Après le lait «  Cano Qasab » c’est l’eau qui commence à être privatisé pour des sociétés de la famille de Guelleh. Depuis deux semaines, le pays en général et la commune de Balbala en particulier manque d’eau.

Certains disent que l’Ethiopie a suspendu l’eau provenant de l’Éthiopie mais d’autres disent que c’est Guelleh qui a suspendu l’eau courante pour envoyer une mise en garde à ce qui compte pousser le peuple à la révolte contre la mal gouvernance et le projet de retenu de 10% sur le maigre salaire des travailleurs djiboutiens.

L’ONEAD Reste muette et ne donne aucune explication sur la pénurie d’eau et les forages nationaux qui alimentaient d’habitude la commune de Balbala ont été vendus à un franc symbolique à des proches d’Ismaël Omar Guelleh ayant des petites unités d’embouteillages des eaux par le ministère de l’agriculture. Ces sociétés qui tiennent en otage les puits d’eau creusés avec les impôts du peuple djiboutien, la mafia de l’eau, se sont donné les noms de Bio, Vitall, etc. un de ces embouteilleurs d’eau public  est installé entre l’entrée et le collège du quartier de Barwaqo.

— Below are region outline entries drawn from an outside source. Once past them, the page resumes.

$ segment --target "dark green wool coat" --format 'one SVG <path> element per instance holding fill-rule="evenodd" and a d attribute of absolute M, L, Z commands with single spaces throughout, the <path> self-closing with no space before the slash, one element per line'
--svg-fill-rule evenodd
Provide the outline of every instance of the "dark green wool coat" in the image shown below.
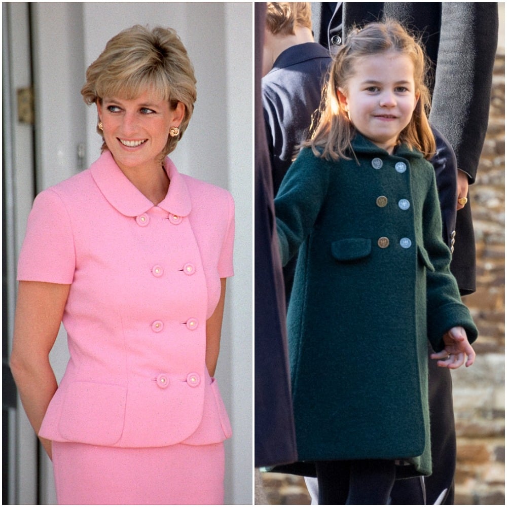
<path fill-rule="evenodd" d="M 299 459 L 407 460 L 431 472 L 427 341 L 462 325 L 432 166 L 358 135 L 357 162 L 302 151 L 275 201 L 284 264 L 299 252 L 287 314 Z"/>

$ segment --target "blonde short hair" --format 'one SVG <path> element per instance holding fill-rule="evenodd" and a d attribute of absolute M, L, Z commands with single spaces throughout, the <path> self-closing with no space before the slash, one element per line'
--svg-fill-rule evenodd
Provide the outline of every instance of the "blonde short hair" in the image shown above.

Il achemine l’eau à l’aide d’un camion-citerne jusqu’à son usine achetée avec les deniers publique. C’est Un Mamasan/Issa proche cousin de Guelleh arrivé au pays dans les années 90. 

La discrimination d’accès à l’eau entre les quartiers des barons du régime de Guelleh et les quartiers populaires est flagrante. Par exemple à Hayabley, la rotation est une fois tous les 3 jours pour chaque famille et la distribution d’eau se déroule entre 3H et 4h du matin.

C’est une manière préméditée d’affaiblir la population. Il manque d’eau, de sommeil, de salaire, de soins fiable, de sécurité, d’administration en un mot de tous. 

Le projet d’adduction d‘eau de Hadhagale, l’Éthiopie, est un fiasco total, les 300 millions de dollars empruntés pour le projet précité est un conte de fée.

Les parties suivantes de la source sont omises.